Our Favorite Jewish Superheroes and the Stories We Need to See With Them
My favorite Jewish comic character is Polaris, who many don’t associate with having a Jewish identity being a cornerstone of who she is as a character, but her ethnically being Jewish, and not religiously Jewish is something that many people who don’t completely understand this about the Jewish people. We are an ethno-religion, which means that we don’t have to practice or even recognize any of the core tenets of the religious beliefs that’s helped shape who we are as a people in order to be considered Jewish. It was at this moment, all the way back during Chuck Austen’s run on Uncanny X-Men, that it was revealed that she was a daughter of Magnus, one of the most prominent Jews in the Marvel Universe that she became my favorite Jewish character. It’s this dichotomy of being ethnically Jewish, yet not religiously that I found my connection to Lorna. My dad’s Jewish, my mom’s not, and this yearning to be accepted by my family struck those cords deep into the core of my being.
What is a storyline you’d like to see related to this character?

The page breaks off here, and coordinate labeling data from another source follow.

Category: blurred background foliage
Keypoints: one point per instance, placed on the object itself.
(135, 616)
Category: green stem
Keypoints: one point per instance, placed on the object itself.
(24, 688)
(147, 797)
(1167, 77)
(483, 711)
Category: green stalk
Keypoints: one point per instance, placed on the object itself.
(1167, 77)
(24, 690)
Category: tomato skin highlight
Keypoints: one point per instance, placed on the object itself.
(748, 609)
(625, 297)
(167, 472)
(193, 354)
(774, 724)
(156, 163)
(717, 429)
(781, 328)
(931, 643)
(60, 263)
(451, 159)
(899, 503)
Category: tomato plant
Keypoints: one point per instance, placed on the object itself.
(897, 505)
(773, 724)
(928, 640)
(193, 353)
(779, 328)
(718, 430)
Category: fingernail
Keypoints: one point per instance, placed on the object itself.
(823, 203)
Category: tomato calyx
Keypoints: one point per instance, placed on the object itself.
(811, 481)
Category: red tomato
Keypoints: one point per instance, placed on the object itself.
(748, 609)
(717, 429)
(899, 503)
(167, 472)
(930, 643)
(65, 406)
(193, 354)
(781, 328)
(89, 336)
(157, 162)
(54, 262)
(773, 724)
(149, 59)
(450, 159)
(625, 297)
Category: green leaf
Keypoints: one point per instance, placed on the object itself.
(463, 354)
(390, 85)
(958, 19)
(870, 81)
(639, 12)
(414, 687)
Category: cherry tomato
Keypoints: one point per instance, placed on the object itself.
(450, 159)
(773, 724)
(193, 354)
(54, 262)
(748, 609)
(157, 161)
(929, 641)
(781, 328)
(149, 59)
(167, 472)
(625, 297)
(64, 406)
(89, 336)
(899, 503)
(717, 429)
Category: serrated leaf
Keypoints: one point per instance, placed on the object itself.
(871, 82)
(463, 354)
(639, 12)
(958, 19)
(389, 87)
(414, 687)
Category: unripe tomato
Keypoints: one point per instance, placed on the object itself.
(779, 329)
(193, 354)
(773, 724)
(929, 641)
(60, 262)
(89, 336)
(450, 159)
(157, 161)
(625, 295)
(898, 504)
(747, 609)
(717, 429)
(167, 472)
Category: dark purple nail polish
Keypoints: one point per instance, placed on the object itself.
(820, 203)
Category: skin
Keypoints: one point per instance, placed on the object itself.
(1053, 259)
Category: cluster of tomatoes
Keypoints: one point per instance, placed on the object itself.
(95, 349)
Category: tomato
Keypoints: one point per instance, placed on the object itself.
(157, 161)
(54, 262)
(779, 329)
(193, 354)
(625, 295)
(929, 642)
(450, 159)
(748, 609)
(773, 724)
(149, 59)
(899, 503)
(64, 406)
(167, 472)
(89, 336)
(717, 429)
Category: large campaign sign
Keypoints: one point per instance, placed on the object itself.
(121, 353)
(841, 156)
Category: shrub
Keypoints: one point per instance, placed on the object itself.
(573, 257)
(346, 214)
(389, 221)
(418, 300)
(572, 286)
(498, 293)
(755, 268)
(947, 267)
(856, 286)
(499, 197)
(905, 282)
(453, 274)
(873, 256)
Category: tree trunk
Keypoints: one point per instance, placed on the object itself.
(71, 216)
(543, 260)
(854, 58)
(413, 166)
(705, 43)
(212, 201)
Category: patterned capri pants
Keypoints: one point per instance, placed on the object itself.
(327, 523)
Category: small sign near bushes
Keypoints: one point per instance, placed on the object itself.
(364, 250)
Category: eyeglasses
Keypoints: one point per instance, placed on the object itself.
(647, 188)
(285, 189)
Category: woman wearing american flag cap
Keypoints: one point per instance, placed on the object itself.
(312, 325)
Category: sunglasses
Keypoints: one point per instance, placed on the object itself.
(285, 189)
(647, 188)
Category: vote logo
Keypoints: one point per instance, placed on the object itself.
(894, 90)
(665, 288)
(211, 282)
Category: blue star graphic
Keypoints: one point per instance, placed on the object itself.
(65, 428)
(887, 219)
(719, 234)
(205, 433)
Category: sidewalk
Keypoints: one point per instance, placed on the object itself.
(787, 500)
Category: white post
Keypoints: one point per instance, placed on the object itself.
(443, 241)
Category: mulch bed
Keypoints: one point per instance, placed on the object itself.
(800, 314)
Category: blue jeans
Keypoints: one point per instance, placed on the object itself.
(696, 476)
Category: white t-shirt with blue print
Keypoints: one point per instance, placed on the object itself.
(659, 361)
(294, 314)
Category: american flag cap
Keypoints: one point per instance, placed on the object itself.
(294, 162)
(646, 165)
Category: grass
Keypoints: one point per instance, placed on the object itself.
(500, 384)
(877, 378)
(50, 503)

As Magneto’s daughter, Lorna gained a whole new layer of depth that we weren’t used to seeing with her. She was now the daughter of one of the most popular mutants in the world, who was also a survivor of the Nazi’s extermination of European Jews during the Holocaust, and she was also a survivor of something that could be used and explored as an allegory with the destruction of Genosha. Unfortunately, the creators didn’t take the time to mine it for all the emotional resonance it should have been. I’d like to see Lorna take the trauma from this to discuss with her father the trauma that helped shape him into the man that the world would come to fear, as he would pledge to never let the mutants face the genocide that he lived through. It’s something that I can connect with, as my paternal grandfather would tell me the stories of what he endured under a Nazi regime Germany, as he, his father, and sister would flee to England, and later the United States, and then return as a troop during WWII. It’s something that still resonates with me nearly 40 years later.